Por
Manuel Ortega
En los 90s surge en EEUU una camada de nuevos
directores, que aunque no me atrevería a calificar bajo la genérica
síntesis de generación, es innegable que comparten similitudes
tanto temáticas como estilísticas. La espectacularidad de Tarantino,
la corrosividad de Solondz, la solemnidad de P.T. Anderson, el
riesgo de Aronofsky, el desparpajo de Smith, la atmósfera de Shyamalan
o la polémica de Fincher han tapado a quizá el más clásico del
grupo: James Gray.
Este
director debutó hace 7 años con la singular Little Odessa que
bebía con orgullo de la generación (si se le puede llamar así
también) anterior haciendo convivir en calculada simbiósis el
más triste de los Scorsese, el más oscuro de los Coppola y el
menos atormentado de los Schrader. La otra cara del crimen
(absurda traducción del inglés The Yards) reincide
en todas las virtudes y en todos los defectos de su ópera
prima.
Nos encontramos de nuevo ante una tragedia clásica
extrapolada a una actualidad donde el dinero hace y deshace al
antojo de quien lo posee. Cuida tu negocio y tu negocio cuidará
de tí se dice en un pasaje. Esto produce numerosas vicisitudes
en el seno de una familia shakesperiana donde el incesto, la traición,
el odio, la ambición y el fraticidio (o al menos el intento) están
a la orden del día. La familia y sus cosas, la ley y sus límites.

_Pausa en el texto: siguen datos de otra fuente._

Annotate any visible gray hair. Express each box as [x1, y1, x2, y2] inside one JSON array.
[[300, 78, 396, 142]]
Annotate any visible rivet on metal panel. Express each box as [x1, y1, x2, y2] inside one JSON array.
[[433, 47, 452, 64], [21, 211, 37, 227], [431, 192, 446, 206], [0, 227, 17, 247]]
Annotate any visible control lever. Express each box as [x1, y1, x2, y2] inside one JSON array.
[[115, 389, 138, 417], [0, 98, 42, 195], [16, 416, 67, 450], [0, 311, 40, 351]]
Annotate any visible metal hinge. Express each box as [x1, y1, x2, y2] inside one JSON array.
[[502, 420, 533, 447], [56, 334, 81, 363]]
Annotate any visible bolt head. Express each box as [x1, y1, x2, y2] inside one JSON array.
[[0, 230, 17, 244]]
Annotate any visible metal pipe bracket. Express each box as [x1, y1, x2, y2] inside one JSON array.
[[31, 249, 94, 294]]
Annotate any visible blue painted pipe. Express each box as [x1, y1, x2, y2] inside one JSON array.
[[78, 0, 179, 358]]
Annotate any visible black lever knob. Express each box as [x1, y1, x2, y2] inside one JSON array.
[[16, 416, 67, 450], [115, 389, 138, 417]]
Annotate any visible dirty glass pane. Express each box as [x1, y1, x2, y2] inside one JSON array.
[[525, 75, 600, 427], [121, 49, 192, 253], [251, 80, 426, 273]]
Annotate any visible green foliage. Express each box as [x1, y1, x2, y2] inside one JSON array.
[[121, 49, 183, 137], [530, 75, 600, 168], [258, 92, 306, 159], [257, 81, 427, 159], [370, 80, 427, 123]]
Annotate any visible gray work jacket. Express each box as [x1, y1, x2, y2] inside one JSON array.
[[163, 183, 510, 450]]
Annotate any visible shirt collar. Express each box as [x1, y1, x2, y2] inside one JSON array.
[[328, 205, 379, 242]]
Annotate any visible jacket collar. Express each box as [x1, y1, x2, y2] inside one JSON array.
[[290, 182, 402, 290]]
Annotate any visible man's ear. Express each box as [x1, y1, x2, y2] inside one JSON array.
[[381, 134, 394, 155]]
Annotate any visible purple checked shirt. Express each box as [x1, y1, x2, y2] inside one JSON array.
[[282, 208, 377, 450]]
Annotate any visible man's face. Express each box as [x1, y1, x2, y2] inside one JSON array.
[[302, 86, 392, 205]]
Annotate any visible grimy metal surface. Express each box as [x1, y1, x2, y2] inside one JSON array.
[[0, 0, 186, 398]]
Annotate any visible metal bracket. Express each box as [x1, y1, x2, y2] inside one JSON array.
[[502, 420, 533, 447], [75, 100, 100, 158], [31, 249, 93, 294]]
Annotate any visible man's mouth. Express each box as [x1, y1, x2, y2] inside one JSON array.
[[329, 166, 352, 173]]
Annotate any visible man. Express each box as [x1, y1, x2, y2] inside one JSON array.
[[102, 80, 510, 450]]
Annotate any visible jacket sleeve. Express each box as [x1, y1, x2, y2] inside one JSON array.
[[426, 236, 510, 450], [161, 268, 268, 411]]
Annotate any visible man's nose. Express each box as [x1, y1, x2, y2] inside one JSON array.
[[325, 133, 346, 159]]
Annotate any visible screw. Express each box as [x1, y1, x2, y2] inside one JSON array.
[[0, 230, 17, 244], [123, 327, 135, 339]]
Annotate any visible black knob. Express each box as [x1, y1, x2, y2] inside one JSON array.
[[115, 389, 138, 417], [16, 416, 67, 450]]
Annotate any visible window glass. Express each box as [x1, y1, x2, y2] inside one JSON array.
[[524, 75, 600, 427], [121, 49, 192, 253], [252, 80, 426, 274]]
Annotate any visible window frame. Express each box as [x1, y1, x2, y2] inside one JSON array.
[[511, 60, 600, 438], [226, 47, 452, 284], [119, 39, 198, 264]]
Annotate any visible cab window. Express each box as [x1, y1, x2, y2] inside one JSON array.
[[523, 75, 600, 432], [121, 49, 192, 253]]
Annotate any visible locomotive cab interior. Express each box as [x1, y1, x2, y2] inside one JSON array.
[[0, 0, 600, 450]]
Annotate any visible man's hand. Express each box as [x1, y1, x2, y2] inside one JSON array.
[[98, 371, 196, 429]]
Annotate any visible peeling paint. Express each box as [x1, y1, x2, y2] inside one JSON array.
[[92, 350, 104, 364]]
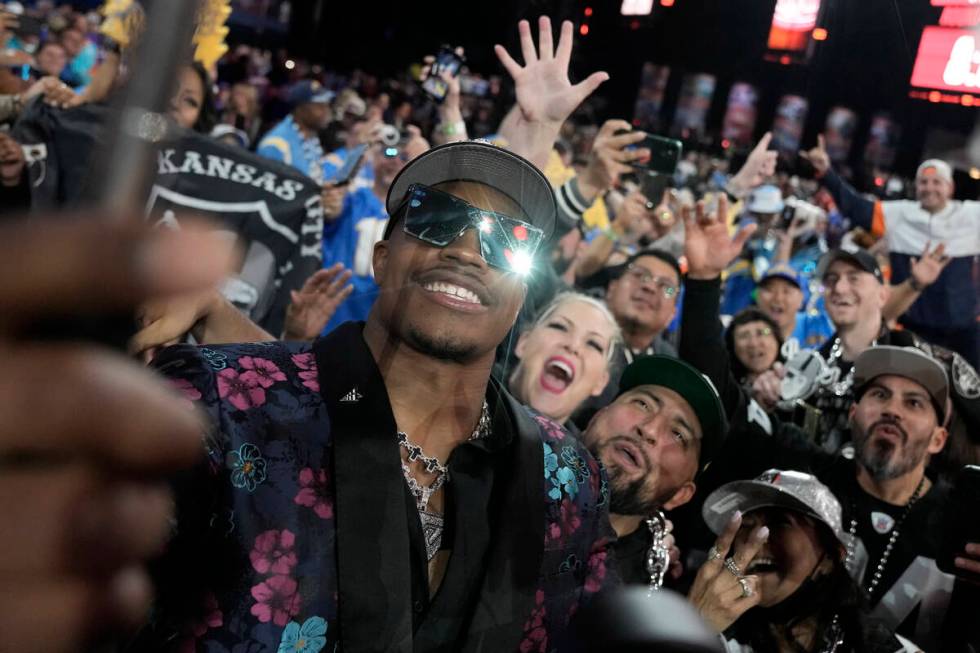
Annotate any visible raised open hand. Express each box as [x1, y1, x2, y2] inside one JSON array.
[[681, 194, 757, 279], [494, 16, 609, 125], [800, 134, 830, 175]]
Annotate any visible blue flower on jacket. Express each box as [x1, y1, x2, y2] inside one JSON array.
[[561, 447, 592, 483], [225, 442, 266, 492], [201, 347, 228, 371], [278, 617, 327, 653], [548, 467, 578, 501], [542, 442, 558, 479]]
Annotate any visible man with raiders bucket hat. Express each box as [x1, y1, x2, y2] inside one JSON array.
[[675, 199, 980, 651], [134, 142, 617, 653], [689, 469, 919, 653]]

Algo huele podrido en Queens.
Gray se nos muestra como un hábil narrador que
se mueve como un pez en la pecera de los ambientes agobiantes,
siempre cubiertos de sombras morales y físicas. En sus películas
no hay luz, siempre es de noche y cuando es de día la acción transcurre
en habitaciones y despachos sombríos y angustiosos.
La puesta en escena (primera muestra de personalidad
del verdadero autor) es excelente, ya que consigue oprimirnos
a nosotros y a los personajes, sabiendo componer planos donde
se eligen ángulos y posiciones de cámaras arriesgadas y confusas
que no caen en el saco roto del virtuosismo banal de otros. Filma
entre rejas, cortinas, con repentinos apagones, llevandose la
palma la magnífica escena en la que Leo (inapropiado Wahlberg)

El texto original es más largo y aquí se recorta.